The legislature has granted the director of property valuation the "ultimate supervisory responsibility for the administration of the assessment and tax laws of the state." McManaman v. Board of County Commissioners, 205 Kan. 118, 126, 468 P.2d 243 (1970); see K.S.A. 79-1401; K.S.A. 79-1404. In exercising this authority, the Division of Property Valuation has issued the PVD Guide. However, the PVD Guide is invalid to the extent it conflicts with the legislation that authorizes the tax. "'Tax laws are statutory and do not exist apart from the statute. As such, they must be strictly construed.'" Executive Aircraft Consulting, Inc. v. City of Newton, 252 Kan. 421, 425, 845 P.2d 57 (1993). The PVD Guide is similar to a regulation issued by an administrative agency. Rules and regulations of an administrative agency that conflict with authorizing statutes are invalid. See Pemco, Inc. v. Kansas Dept. of Revenue, 258 Kan. 717, 720, 907 P.2d 863 (1995).
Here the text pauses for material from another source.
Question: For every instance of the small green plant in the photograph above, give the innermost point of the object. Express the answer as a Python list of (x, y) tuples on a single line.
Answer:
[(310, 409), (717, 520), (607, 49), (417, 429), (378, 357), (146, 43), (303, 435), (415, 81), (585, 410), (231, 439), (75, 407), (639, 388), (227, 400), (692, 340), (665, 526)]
The practice of using data from the first quarter of the next tax year for personal property assessment violates the requirements of K.S.A. 79-301 that personal property be assessed as of January 1 of the tax year. Therefore, the procedures for using post-valuation data contained in the PVD Guide are invalid.
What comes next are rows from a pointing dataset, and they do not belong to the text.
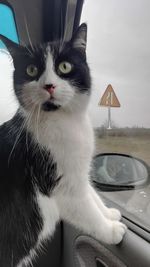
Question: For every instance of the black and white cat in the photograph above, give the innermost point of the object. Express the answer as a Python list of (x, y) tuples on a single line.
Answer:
[(46, 151)]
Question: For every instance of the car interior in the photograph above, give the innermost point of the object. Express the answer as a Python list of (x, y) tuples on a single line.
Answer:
[(48, 20)]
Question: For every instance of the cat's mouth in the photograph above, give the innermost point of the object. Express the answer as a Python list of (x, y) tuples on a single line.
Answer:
[(50, 105)]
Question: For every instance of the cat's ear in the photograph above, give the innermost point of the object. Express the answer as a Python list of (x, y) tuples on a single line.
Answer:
[(79, 38), (12, 47)]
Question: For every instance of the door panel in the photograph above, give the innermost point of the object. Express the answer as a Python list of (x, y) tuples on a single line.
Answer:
[(83, 251)]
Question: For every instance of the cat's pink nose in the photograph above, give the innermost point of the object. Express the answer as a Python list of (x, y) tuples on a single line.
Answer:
[(49, 88)]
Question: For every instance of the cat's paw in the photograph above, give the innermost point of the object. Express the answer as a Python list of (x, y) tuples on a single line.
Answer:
[(114, 214), (118, 231)]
We reverse and remand with instructions that the district court reinstate BOTA's original finding of a 2 percent decline rate.
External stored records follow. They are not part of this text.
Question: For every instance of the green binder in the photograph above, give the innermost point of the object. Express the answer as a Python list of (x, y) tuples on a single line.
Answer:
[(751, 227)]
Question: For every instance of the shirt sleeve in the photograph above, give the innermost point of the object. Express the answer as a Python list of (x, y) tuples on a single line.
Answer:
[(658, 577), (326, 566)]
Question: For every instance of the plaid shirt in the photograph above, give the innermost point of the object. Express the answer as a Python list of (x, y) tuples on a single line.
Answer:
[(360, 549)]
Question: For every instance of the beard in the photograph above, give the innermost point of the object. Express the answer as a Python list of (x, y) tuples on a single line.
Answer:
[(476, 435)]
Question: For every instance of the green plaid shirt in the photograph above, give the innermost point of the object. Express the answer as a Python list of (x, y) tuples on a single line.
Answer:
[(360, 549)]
Reversed and remanded with instructions.
PIERRON, J., dissenting: I respectfully dissent. As pointed out in the majority opinion, the rulings of bodies such as the Board of Tax Appeals (BOTA) on subjects within their area of expertise carry a strong presumption of correctness. The procedure set out in the PVD Guide to value oil and gas leases was adopted due to the well-known possibility of significant fluctuations in production over the short run, which can distort the true value of a lease.
The majority does not seem to dispute that the reason for checking production figures from beyond the tax year is logical, if the goal is to find the true value of the lease. Instead, it appears to rule that the statutes require us to ignore any information about production from subsequent quarters, because hypothetical buyers and sellers on the assessment date (January 1) would not have that information.
There appears to be nothing in the statutes or case law which would limit the information concerning the value of the lease on the target date to that generated in the tax year. In determining the value for a particular tax year, the PVD Guide uses the production figures for subsequent tax year quarters only for informational purposes, as they relate to the state of the reserves. As long as the figures are used for this purpose, they are not in conflict with the assessment statutes.
I fear this decision incorrectly denies the expertise of BOTA in this area and will force the implementation of a new assessment system that is less reliable and sometimes erratic. This approach is not required by the statutes.